Im April 2026 präsentierte das Unternehmen die Orient Express Corinthian, ein 220 Meter langes Schiff, das es als die größte Segelyacht der Welt beschreibt. An Bord gibt es nur 54 Suiten sowie Restaurants, Bars, ein Kino, eine Bibliothek, Swimmingpools und ein Guerlain Spa.
Das ist ein nützliches Beispiel dafür, wie Markenerbe heute aussieht.
Orient Express verkauft nicht mehr einfach einen Zug.
Es verkauft Orient Express als Art zu reisen.
Ein Eisenbahnwaggon, eine Yacht, ein Hotel oder ein Restaurant werden zu unterschiedlichen Kulissen innerhalb desselben Universums. Der Kunde kann Länder, Transportmittel und die Urlaubsform wechseln und bleibt dennoch innerhalb derselben Markenwelt.
Luxus kämpft künftig um den Kalender des Kunden
Das ist der eigentliche Wandel.
Luxusmarken konkurrierten früher um einen Platz im Kleiderschrank. Dann konkurrierten sie um einen Anteil am Portemonnaie. Jetzt konkurrieren sie zunehmend um einen Anteil am Leben.

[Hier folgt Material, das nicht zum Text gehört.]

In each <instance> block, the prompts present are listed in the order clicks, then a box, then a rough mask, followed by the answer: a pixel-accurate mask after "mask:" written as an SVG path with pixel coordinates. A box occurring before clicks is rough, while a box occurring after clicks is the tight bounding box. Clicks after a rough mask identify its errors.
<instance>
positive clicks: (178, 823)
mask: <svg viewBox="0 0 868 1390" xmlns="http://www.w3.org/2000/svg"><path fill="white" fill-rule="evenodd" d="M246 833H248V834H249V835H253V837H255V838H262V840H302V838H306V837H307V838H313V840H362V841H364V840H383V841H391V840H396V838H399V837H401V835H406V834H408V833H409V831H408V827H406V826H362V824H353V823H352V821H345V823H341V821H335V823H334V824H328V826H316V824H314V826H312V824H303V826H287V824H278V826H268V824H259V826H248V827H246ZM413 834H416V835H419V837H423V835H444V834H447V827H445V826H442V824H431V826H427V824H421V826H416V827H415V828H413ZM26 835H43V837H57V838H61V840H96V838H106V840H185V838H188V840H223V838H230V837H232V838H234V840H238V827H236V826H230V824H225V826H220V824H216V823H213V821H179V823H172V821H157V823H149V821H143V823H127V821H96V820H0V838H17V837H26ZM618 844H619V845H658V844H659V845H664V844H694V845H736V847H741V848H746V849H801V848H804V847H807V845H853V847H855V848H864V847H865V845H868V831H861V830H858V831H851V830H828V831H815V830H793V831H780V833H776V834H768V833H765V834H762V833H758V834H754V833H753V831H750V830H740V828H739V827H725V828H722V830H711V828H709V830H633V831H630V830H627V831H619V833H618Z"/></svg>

Hotels, Restaurants, Resorts, Yachten, Sportturniere, Ausstellungen und private Clubs werden für Luxusmarken deshalb genauso wichtig wie Boutiquen.
Die Logik ist einfach: Eine Kundin kauft vielleicht nur alle paar Jahre eine Tasche. Aber sie reist, geht essen, besucht Ausstellungen, schaut Sport und macht kontinuierlich Urlaub.
Je mehr dieser Momente eine Marke besetzen kann, desto weniger wichtig wird jede einzelne Transaktion.
Was Marken daraus mitnehmen sollten
Natürlich braucht nicht jede Marke eine 220 Meter lange Yacht. Marketingabteilungen überall können also aufatmen.
Aber die Logik lässt sich überraschend gut übertragen.
Marken können Reisen als eigenen Kommunikationskanal begreifen und dort auftauchen, wo ihre Kundinnen und Kunden Urlaub machen. Sie können Partnerschaften mit Hotels, Restaurants, Wellness-Marken und kulturellen Institutionen eingehen. Sie können Veranstaltungen rund um Handwerkskunst, Archive und die Menschen hinter dem Produkt schaffen. Sie können Communities, Mitgliedschaftsprogramme und wiederkehrende kulturelle Formate entwickeln, die Menschen einen Grund geben, zurückzukehren – auch wenn sie gerade nichts kaufen wollen.
Und vielleicht am wichtigsten: Marken können aufhören, jede Interaktion nur daran zu messen, ob sie an der Kasse endet.
Denn die wertvollste Luxus-Kundin des nächsten Jahrzehnts ist vielleicht nicht die Person, die am meisten kauft.
Vielleicht ist es die Person, die sich so sehr daran gewöhnt hat, in der Welt der Marke zu leben, dass sie kaum noch bemerkt, wo diese Welt beginnt und wo sie endet.